#été2023 #08 | le trait qui nous regarde

Œuvre monumentale — vingt-et-un mètres carrés de couleurs et de musique — dernière toile avant le vide — à moins de deux mètres d’elle, on peut s’imaginer chef de l’orchestre — se voir-entendre diriger, déchiffrer les clartés d’une partition où les traits seuls font signes — voir ailleurs aussi — parce que dans la tête, les mots d’un autre peintre résonnent, omniprésents — « Moi je suivais ces fils continus qui ont leur propre vie qui est aussi forte, plus forte que là haut dans le tableau où ils font une figure, un sourire ou quelque chose qui ne nous regarde pas. » Il avait ajouté : « Alors j’ai compris -et je ne suis pas le seul- que le trait en soi peut être suffisant. » — tout en bas, à la droite de la toile, l’ocre de l’instrument s’écoule, dégouline comme le jus d’un fruit mâture — forme mûre, comme suspendue, apaisante — fluidité, dilution — traits, indicibles traits, qui regardent qui sait les voir, « fils continus qui ont leur propre vie ».

Le Concert (Le Grand Concert : L’Orchestre) – Nicolas de Staël – mars 1955- DR Musée Picasso – Antibes

Ce qu’il reste à écrire, c’est ce qu’ils disent de nous ces traits qui nous regardent. Impossible écriture tant sommes-nous indicibles à nous même, inexprimables quelles que soient nos mises en scène de nous.

A propos de Ugo Pandolfi

Journalist and writer based in the island of Corsica (France) 42°45' N 9°27' E. Voir son blog : scriptor.

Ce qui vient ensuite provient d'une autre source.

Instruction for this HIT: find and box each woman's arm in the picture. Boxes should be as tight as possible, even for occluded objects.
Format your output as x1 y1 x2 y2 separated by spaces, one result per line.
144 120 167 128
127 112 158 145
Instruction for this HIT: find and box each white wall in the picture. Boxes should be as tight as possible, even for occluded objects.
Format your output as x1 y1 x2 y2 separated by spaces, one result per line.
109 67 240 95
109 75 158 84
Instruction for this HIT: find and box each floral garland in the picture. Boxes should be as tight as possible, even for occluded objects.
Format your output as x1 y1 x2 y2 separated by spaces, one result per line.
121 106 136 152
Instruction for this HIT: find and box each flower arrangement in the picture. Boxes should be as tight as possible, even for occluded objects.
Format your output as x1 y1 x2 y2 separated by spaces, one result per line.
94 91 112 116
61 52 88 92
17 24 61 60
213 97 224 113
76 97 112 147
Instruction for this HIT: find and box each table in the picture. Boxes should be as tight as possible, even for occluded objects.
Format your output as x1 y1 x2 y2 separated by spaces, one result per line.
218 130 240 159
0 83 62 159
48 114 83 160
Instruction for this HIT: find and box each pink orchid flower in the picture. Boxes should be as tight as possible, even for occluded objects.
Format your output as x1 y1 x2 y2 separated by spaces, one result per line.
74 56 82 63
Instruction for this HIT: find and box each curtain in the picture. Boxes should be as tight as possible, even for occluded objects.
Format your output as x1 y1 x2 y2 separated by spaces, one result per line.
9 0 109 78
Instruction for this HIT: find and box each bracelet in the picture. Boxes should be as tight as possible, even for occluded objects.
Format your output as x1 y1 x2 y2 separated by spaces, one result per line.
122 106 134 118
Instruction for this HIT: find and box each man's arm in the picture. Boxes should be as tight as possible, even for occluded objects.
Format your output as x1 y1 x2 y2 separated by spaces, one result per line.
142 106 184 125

11 commentaires à propos de “#été2023 #08 | le trait qui nous regarde”

  1. Très beau texte. Très dense. Je suis allé voir ce qu’avait peint ce Hans Hartung, j’aime beaucoup.

  2. L’extension du domaine de la figuration est vouée à la redite ou au plagiat d’images révolues. La peinture nous dit cela à longueur de temps mais nous ne voulons pas le croire. Toi, si, apparemment… Les tableaux de DE STAËL rejoignent ceux de BRAM VAN VELDE, « c’est l’homme devant son désastre », va écrire après çà ! Il y a pourtant beaucoup à dire sur ce sujet.

    • Merci Marie-Thérèse. Bram Van Velde, oui, impossible de ne pas y penser. Je l’avais bien en tête aussi. Mais c’est avec Hartung que j’ai eu la chance de pouvoir m’entretenir il y a 38 ans. Le repli sur ce qu’il me reste de mémoire était plus facile.

  3. oh mais que c’est beau : « l’ocre de l’instrument s’écoule, dégouline comme le jus d’un fruit mâture — forme mûre, comme suspendue, apaisante — fluidité, dilution — traits, indicibles traits, qui regardent qui sait les voir, « fils continus qui ont leur propre vie ». » (ça donne envie de broyer des pigments )

  4. splendeur une fois encore de sa toile (pas deviné honte à moi quel est l’autre peintre, quoique bien sûr j’ai une idée sans certitude)
    et admiration satisfaite comme l’espérais pour votre traduction (en plus y ai puisé ce que venais chercher rituellement comme chaque fois, pardon imploré pour cette instrumentalisation) le moyen d’effacer le souvenir ravi et décourageant de ma relecture (avec le plaisir du flou de ma compréhension mêlée de gourmandise) cette nuit des 3/4 de la Leçon de Chose, un rien paralysante et autoritaire d’autant que comme vous le détail qui s’imposait à moi était une ‘oeuvre » ou sorte d' »oeuvre » plastique. Précieux vous êtres Monsieur 🙂

    • Oh merci précieuse Brigitte.Très heureux d’être en résonance avec vous sans Doliprane cette fois. Et vivent les instrumentalisations : nous faisons orchestre. C’est un grand bonheur. Merci Brigitte, grand merci.